The names of Dr. M.S. Swaminathan, the driving force behind India's Green Revolution, and Dr. Amrita Patel, veterinarian and Chairman of the National Dairy Development Board, were proposed for the post of FAO Director-General by India's Permanent Representative Himachal Som at a private meeting with U.S. Ambassador to the Agencies for Food and Agriculture Tony P. Hall, on July 26, 2004.
In Mr. Hall's view, the proposals were “welcome,” but they came too late and were too disorganised. “Som had not done his homework to assess the current state of play, and was probably at too early a stage in his thinking to be able to table a serious initiative,” he wrote.
“This was a discussion we should have had four months ago.”
The proposed candidacies came at a key moment when they might have gathered broad support, because it was the first serious proposal for the choice of an alternative Director-General. Dr. Jacques Diouf of Senegal, who was elected the FAO's first Director-General on November 8, 1993, had run the FAO for 12 years by the time of the 2005 election.
His “autocratic” leadership style had drawn ire from countries such as Britain, which in November 1999 threatened to withdraw funding for the agency if limits to the term of office were not introduced. After years of debate, in 2003 FAO members restricted a Director-General's tenure to two terms totalling 10 years.

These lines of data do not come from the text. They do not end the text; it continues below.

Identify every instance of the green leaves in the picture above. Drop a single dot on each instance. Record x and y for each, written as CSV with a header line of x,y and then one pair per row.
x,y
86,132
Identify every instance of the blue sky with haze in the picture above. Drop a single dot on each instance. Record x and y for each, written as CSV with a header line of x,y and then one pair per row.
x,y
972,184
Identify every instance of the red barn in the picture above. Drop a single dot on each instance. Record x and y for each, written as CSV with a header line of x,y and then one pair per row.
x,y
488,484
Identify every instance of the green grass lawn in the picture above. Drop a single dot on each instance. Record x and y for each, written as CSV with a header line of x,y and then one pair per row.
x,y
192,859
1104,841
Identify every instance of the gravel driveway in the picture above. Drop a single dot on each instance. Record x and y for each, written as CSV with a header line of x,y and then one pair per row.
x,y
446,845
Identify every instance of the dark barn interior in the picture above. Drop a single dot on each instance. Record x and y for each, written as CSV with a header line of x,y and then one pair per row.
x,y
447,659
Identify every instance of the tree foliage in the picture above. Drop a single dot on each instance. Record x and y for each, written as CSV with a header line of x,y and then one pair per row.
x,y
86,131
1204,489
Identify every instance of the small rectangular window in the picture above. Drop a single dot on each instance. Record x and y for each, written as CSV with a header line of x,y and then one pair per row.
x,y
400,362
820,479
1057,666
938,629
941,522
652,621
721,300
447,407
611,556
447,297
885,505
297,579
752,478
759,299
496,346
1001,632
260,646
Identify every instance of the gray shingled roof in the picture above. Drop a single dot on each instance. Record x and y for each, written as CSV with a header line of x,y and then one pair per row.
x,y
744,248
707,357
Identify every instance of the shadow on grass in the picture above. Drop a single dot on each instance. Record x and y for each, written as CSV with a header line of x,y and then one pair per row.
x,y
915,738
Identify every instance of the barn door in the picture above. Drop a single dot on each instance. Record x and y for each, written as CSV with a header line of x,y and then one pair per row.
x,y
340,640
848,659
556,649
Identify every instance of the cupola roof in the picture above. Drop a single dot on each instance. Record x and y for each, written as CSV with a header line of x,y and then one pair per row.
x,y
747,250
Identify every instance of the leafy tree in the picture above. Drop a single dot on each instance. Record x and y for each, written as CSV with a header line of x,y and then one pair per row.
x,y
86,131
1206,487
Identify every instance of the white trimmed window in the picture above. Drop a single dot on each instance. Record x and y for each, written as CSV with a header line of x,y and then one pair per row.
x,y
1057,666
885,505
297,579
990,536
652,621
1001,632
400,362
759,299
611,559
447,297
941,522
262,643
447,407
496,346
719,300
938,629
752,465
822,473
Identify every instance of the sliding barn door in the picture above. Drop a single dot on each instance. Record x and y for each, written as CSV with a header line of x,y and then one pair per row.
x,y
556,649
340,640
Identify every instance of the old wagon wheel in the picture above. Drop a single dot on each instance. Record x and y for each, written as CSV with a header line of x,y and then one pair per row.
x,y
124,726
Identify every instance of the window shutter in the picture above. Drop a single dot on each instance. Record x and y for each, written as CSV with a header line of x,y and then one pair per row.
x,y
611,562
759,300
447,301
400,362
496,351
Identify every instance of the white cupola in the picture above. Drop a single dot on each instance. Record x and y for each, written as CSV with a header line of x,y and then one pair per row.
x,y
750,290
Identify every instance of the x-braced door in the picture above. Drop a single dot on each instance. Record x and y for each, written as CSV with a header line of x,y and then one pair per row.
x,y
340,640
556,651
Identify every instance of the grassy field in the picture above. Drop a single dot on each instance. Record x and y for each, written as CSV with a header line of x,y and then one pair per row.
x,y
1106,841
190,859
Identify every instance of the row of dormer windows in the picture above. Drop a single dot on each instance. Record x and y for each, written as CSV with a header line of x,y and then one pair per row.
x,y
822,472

But a loophole in putting this into effect in 2006 enabled Mr. Diouf to run again in 2005. This was clearly a cause for concern for India, as Mr. Hall reported: “Som said the GOI supports term limits for UN agency heads, and is concerned that another term for Diouf would result in benign neglect (or worse) of FAO by major donors.”
The cable reveals both the extent to which “the great game” is still played from diplomatic offices around the world, and how far from practised India could be.
Mr. Diouf had already lined up “considerate, possibly sufficient” G77 support.
In comparison, “Som's seeming unawareness of Diouf's recent successes in lining up Caribbean and Islamic countries' endorsements, his lack of information about vacillation on term limits within the EU, and his failure thus far to even approach tentative Indian candidates,” Mr. Hall wrote, made India's “trial balloon … fairly limp.”
Two terms later, Mr. Diouf is still FAO Director-General. His tenure will be over in 2012.